O mais interessante era saber que Ricardo conhecia uma parte da história de pessoas bem próximas a ela, pelo menos no que se referia a pessoas da publicidade. Ele achava que sabia tudo, mas ela, Regina, sabia bem mais do que seria permitido. Ela lhe diria isto na hora certa, agora se deliciava ao recordar a noite de amor que vivera com o moço jornalista, escritor ou sei lá o que fosse. Não importava agora, nesta hora da manhã,quando tinha de manipular documentos e planilhas que agendavam reuniões, que de certa forma fechavam negócios e punham frente a frente publicitários e donos de empresas de diversos tipos, que queriam ver seus produtos alçados à condição de sucessos incontestáveis.
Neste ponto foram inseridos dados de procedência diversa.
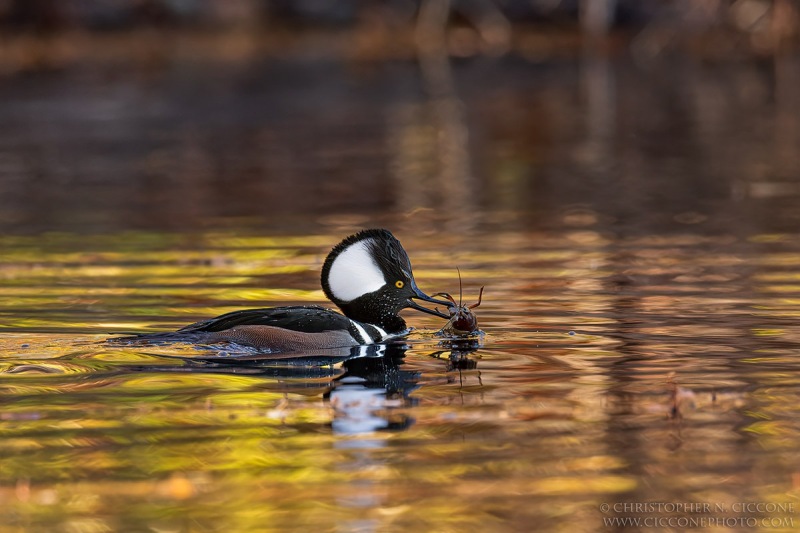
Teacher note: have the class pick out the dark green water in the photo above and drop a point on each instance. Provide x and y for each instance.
(638, 242)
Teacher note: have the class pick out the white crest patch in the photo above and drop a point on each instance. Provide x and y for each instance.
(354, 273)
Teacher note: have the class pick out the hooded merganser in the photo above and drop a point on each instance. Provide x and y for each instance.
(367, 275)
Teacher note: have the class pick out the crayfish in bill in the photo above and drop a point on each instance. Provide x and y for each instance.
(463, 321)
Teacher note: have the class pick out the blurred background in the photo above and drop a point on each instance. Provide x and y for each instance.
(282, 115)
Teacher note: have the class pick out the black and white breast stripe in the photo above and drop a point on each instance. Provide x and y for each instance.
(367, 333)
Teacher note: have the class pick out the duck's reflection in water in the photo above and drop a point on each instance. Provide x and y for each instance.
(368, 387)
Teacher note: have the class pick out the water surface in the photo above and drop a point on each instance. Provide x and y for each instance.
(638, 245)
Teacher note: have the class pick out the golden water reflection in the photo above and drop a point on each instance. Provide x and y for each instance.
(612, 370)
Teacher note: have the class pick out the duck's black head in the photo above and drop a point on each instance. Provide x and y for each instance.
(368, 275)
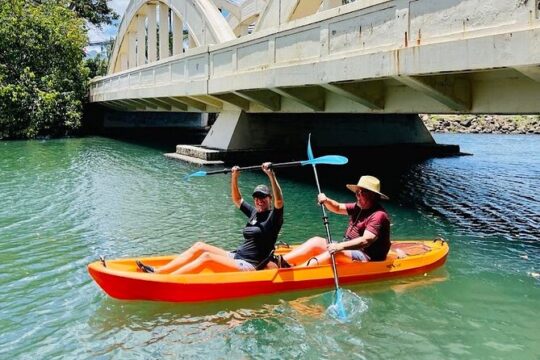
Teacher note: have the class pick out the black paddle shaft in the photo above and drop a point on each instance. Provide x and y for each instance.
(255, 167)
(327, 228)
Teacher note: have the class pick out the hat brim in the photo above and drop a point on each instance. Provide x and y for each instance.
(354, 188)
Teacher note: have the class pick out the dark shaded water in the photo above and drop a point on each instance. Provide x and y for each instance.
(65, 202)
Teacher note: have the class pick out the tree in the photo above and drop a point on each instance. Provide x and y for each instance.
(96, 12)
(43, 78)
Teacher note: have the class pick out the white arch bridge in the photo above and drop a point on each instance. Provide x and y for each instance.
(245, 58)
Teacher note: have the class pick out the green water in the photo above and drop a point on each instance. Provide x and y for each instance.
(65, 202)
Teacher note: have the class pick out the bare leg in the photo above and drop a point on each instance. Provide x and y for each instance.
(219, 263)
(190, 255)
(312, 247)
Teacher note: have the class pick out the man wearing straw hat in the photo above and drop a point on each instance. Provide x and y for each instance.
(367, 237)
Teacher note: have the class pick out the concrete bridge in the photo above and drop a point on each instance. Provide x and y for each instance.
(369, 59)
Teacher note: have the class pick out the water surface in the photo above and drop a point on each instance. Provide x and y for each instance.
(65, 202)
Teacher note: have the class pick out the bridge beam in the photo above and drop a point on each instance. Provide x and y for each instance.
(147, 103)
(532, 72)
(191, 102)
(234, 100)
(451, 91)
(311, 96)
(175, 103)
(369, 93)
(265, 98)
(159, 103)
(208, 100)
(115, 106)
(135, 105)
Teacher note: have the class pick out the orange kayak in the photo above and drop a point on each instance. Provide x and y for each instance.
(121, 279)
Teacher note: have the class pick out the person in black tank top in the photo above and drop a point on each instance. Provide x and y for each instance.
(260, 234)
(367, 237)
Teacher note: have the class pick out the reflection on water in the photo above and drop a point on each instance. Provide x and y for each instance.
(65, 202)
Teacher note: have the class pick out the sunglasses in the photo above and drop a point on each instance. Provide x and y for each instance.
(260, 197)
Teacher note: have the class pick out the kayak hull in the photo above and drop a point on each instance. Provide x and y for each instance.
(121, 279)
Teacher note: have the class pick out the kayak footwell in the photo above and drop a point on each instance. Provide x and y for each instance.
(121, 279)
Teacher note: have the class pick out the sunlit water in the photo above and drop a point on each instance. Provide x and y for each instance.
(65, 202)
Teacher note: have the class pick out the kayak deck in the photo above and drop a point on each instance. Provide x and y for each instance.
(121, 278)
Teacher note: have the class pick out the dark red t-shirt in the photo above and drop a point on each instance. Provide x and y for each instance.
(376, 221)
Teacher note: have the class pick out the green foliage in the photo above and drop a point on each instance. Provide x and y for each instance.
(43, 77)
(96, 12)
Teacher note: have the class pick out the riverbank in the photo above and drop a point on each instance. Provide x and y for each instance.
(482, 124)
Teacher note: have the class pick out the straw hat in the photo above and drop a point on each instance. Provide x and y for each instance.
(370, 183)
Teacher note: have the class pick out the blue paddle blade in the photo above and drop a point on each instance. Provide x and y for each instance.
(310, 152)
(327, 159)
(197, 173)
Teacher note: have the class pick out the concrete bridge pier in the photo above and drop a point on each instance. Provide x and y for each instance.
(240, 137)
Isso é o que queriam, mas o preço a pagar por isto é o que teriam de negociar, depois que a campanha tivesse que ser autorizada a ser feita. Ela conhecia os meandros das negociações, as mentiras que eram ditas, as propinas que eram dadas e inclusive os jogos sujos entre uma e outra agência às quais ela prestara serviço em sua vida de secretária executiva participante. Isto o aspirante escritor teria de garimpar, se tivesse que dar um lustro de verdade à sua história e passar um mínimo de seriedade ao seu relato ainda incipiente. As obras se revestem de importància à medida em que se aproximam da realidade, sempre com um pé no onírico, um pé no sonho e um olho na vida real. Sempre fora assim, por qual razão com ele haveria de ser diferente? Estes jornalistas acham que sabem de tudo, metem-se a pesquisar a vida dos outros e se esquecem que podem cavar buracos mais fundos que a toca de um coelho ou, por outro lado, saírem numa dimensão completamente diferente, dando tintas de farsesco ao que dizem ser um achado de máxima seriedade policial. Portanto...

--Regina!
--Bom dia, chefe!
--Bom dia. Poderia me trazer a agenda do dia? Tenho uma reunião às nove, mas queria encaixar uma delas hoje à tarde.
--Vou ver o que posso fazer.
--Menina aplicada!

Ela gostava de ser elogiada, ainda mais por aquele que era uma locomotiva. Todos os sinais lhe diziam, este homem é de ferro, vai longe!Sentia por ele uma atração que não chegava a ser sexual, não, pelo contrário, era uma atração pela sua agilidade, pela sua perspicácia em achar no recóndito da alma do cliente o que ele buscava assim num jogo de palavras, num acesso de fúria do mesmo, quando ele e o cliente pareciam quase ir às vias de fato: Surgia uma brilhante campanha, um anúncio definitivo e o creme de depilar virava coqueluche da noite para o dia. Era isto que a atraía, este senso pelo sucesso, este tino pela luz e vitória, coisa que não se vê muito hoje em dia, na maioria dos jovens que ela conhecia. Eles estavam mais interessados em carnalidade, mais interessados na fruição dos sentidos do que no planejamento passo a passo de suas vidas. Viviam o agora, o já. Ela vira um pouco disto em Ricardo, mas quando olhara seus olhos, tivera a certeza de um achado raro, apesar da neblina provocada pelos excessos do álcool. Ele tinha uma mente particularmente brilhante e fazia, sim, sexo como poucos que conhecera! Ainda teria muito a aprender se realmente quisesse ser um escritor de sucesso, sendo menos superficial na procura por fontes mais qualificadas. Ela seria sua fonte, dentro de um meio que ele mal conhecia.
Ela via a si própria no espelho da sala que servia como anteparo a sala de seu chefe. Alguns clientes se comportavam mal com ela, com sua beleza estonteante. Outros pareciam que iam passar numa consulta com um médico. Alguns sempre a olhar seus relógios, suspiravam impacientes...

--Ele está na agência?
--Na criação, mas sua reunião com ele está marcada...
--Dá para apressá-lo? Não tenho o dia todo (e isto porque chegara há dez minutos...)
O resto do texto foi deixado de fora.